From academic perspective, KM principles have been studied and implemented in every organizational discipline (Chourides et al., 2003) and related to many aspects, including strategy (Snyman & Kruger, 2004), human resources (e.g. Bierly & Daly, 2002), quality (e.g. Adamson, 2005), information technology (IT), and marketing (Tsai & Shih, 2004). This diversity has contributed to the rapid advance of the field (Argote et al., 2003), but also to a lack of integration of ideas (Scholl et al., 2004) and terminology (Clarke & Turner, 2004).
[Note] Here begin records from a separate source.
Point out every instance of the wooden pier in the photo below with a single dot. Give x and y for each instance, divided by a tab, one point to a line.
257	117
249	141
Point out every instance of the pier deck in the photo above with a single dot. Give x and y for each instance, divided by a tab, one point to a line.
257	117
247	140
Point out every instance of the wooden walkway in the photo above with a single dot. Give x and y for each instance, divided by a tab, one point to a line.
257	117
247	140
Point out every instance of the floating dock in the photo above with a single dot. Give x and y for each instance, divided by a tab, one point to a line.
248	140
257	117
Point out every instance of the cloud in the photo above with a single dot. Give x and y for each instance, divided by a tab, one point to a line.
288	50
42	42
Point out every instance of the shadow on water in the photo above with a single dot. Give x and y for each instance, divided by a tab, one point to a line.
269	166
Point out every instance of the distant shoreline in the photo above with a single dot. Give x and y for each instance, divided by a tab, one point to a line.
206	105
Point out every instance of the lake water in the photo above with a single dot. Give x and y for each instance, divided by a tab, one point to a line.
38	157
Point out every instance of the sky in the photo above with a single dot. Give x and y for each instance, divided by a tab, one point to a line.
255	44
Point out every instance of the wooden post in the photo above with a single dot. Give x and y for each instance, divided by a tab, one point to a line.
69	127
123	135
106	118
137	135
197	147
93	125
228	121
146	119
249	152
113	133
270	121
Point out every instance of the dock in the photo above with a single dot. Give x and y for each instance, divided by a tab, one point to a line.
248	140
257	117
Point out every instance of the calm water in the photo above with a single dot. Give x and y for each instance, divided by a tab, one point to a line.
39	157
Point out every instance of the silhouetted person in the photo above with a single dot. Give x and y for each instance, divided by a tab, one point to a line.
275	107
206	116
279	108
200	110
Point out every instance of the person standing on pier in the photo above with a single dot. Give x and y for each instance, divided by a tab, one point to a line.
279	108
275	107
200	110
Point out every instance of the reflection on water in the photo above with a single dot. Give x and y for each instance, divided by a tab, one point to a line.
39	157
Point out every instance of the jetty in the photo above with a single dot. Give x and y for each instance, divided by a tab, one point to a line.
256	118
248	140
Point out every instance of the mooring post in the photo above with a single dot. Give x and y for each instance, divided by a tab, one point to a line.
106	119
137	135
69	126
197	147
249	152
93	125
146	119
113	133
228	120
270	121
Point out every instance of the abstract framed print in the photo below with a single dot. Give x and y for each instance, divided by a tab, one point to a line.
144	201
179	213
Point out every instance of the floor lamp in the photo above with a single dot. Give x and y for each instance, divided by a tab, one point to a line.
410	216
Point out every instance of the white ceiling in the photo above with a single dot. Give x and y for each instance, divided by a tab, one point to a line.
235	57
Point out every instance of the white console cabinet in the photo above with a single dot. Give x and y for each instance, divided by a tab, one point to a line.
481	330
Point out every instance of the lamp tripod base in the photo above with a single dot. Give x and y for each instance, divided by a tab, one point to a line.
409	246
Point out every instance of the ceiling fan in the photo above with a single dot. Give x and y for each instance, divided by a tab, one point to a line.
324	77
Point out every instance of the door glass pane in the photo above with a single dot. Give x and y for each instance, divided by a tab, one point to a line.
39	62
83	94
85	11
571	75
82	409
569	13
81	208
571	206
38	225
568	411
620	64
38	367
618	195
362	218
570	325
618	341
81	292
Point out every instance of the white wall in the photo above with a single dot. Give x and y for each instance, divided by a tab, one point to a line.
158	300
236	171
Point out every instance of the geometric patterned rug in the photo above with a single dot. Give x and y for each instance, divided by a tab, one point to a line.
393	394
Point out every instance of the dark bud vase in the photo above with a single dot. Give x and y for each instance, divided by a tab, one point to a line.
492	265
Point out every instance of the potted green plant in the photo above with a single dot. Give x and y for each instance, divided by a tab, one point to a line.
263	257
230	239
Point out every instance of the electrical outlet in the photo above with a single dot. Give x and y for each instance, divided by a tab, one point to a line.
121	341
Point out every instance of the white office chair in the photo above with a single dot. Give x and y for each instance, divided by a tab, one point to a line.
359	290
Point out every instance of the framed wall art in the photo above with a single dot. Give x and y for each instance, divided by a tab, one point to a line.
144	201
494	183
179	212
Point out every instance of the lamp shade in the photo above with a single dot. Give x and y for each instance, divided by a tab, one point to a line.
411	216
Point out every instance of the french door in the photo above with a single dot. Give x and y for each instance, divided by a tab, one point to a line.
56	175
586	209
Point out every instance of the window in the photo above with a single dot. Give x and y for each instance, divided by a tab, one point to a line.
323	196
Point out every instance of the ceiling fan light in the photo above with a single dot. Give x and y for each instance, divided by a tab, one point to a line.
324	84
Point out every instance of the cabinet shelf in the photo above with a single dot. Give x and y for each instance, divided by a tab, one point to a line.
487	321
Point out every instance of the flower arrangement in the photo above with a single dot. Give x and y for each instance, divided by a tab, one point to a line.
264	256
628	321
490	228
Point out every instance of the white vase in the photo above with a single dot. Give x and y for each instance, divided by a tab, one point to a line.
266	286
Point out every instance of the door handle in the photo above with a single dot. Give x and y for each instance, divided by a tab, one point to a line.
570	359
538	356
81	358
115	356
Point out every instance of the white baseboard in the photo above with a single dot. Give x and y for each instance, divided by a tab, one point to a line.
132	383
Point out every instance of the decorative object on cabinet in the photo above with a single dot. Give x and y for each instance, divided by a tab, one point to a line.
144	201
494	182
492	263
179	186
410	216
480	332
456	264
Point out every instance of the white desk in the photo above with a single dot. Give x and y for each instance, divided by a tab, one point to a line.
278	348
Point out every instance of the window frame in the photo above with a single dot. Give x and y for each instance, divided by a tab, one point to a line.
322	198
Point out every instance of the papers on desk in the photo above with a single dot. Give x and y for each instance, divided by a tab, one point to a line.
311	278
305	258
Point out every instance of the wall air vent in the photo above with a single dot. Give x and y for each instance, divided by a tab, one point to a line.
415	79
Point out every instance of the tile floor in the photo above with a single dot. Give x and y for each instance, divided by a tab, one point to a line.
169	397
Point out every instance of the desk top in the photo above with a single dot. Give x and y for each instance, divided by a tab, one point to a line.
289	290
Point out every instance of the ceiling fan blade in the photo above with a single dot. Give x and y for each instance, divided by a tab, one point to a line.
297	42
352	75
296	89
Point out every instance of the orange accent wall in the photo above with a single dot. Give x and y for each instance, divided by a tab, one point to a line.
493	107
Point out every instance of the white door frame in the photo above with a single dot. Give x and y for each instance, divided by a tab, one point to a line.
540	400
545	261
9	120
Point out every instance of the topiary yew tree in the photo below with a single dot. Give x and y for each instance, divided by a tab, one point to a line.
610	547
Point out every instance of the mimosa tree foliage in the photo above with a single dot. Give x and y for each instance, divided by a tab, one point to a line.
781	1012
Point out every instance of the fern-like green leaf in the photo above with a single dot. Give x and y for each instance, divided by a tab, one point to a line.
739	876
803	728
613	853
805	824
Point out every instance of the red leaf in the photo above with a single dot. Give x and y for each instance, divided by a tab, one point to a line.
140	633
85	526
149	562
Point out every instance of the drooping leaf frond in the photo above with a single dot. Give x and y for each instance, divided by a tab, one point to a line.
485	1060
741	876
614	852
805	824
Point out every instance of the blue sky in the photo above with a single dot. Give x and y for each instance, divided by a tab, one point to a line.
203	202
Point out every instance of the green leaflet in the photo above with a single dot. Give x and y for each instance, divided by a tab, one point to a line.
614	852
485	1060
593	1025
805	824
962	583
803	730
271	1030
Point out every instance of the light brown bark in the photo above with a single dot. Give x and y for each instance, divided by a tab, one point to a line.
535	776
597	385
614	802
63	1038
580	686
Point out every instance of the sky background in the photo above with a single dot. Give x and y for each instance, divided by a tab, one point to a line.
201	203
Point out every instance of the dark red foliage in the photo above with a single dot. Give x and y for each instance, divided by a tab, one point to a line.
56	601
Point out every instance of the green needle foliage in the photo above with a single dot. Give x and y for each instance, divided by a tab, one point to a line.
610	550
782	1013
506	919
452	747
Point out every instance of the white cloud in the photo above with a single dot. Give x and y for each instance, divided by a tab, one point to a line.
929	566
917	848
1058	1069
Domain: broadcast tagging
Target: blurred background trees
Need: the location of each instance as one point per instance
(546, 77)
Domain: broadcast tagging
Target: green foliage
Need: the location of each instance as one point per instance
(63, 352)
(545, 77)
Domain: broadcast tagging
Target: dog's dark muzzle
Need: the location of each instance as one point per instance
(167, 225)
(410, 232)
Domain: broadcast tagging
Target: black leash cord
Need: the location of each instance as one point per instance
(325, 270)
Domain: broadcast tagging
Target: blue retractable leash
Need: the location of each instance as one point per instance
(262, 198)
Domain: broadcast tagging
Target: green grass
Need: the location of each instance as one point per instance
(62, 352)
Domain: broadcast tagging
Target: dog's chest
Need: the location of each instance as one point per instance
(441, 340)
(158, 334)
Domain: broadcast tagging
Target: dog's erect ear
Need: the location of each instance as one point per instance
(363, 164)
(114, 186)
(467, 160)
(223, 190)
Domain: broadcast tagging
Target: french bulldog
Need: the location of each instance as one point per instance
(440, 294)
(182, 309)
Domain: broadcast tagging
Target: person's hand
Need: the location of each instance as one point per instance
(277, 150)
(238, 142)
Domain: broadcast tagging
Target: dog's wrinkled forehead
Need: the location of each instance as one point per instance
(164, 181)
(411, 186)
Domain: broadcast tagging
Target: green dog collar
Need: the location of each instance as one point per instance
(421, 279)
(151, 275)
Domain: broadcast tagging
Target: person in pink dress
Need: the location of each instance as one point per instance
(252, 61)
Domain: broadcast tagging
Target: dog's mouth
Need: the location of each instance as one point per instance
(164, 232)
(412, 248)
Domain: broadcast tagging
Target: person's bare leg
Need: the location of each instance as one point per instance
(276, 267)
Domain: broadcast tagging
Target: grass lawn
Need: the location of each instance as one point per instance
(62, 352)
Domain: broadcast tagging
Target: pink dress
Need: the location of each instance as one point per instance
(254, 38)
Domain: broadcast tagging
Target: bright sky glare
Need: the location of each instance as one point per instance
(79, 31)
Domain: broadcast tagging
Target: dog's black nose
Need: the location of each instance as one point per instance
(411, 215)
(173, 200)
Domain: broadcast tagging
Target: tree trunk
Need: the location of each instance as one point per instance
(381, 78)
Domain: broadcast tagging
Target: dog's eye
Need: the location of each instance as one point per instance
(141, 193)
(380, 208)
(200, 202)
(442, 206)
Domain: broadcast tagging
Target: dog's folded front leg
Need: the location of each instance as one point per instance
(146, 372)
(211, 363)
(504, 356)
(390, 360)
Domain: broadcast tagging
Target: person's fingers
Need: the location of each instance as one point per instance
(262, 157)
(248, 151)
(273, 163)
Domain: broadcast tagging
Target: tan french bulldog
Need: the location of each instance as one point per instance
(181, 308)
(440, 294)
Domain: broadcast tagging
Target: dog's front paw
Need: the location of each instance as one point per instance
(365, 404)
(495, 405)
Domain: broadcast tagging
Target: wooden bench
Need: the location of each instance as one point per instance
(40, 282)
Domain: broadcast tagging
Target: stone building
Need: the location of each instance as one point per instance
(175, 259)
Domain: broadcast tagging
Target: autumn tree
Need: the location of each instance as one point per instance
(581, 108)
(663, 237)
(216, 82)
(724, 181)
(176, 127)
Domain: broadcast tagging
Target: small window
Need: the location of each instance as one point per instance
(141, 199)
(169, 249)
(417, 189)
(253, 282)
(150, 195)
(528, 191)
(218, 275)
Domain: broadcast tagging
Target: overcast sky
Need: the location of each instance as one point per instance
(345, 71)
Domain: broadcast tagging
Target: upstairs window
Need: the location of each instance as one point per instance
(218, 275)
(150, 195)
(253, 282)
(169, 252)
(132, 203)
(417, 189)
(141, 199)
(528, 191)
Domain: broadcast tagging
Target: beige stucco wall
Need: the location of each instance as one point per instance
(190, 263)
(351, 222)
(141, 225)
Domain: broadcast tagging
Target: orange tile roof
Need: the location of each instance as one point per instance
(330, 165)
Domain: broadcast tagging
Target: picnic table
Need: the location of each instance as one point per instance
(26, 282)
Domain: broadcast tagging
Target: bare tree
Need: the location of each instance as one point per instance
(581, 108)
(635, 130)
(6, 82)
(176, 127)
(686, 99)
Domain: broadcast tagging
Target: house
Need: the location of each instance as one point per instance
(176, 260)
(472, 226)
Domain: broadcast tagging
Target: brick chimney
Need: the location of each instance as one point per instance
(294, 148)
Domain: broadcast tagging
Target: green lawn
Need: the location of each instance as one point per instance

In this situation, there are several challenges to establishing KM as a separate discipline (Nonaka & Peltokorpi, 2006). As a result, there is not a clear model about the factors that may enable or disable companies to adopt KM or about the variables which KM may have a significant impact on.

From practice perspective, firms are noticing the importance of managing knowledge if they want to remain competitive (Zack, 1999) and to achieve performance improvement (King et al., 2008). Thus, many companies everywhere are beginning to actively manage their knowledge and intellectual capital (DeTienne et al., 2004): most large companies in the USA, and many in Europe, have some sort of KM initiative in place (Davenport & Völpel, 2001). Nevertheless, many KM systems have been unsuccessful (Tsui, 2005; Schultze & Boland, 2000), with Storey & Barnett (2000) reporting failure rates of over 80%, due to diverse reasons, such as an overfocus on IT, inappropriate organizational culture and KM strategies, or ignorance of KM consequences.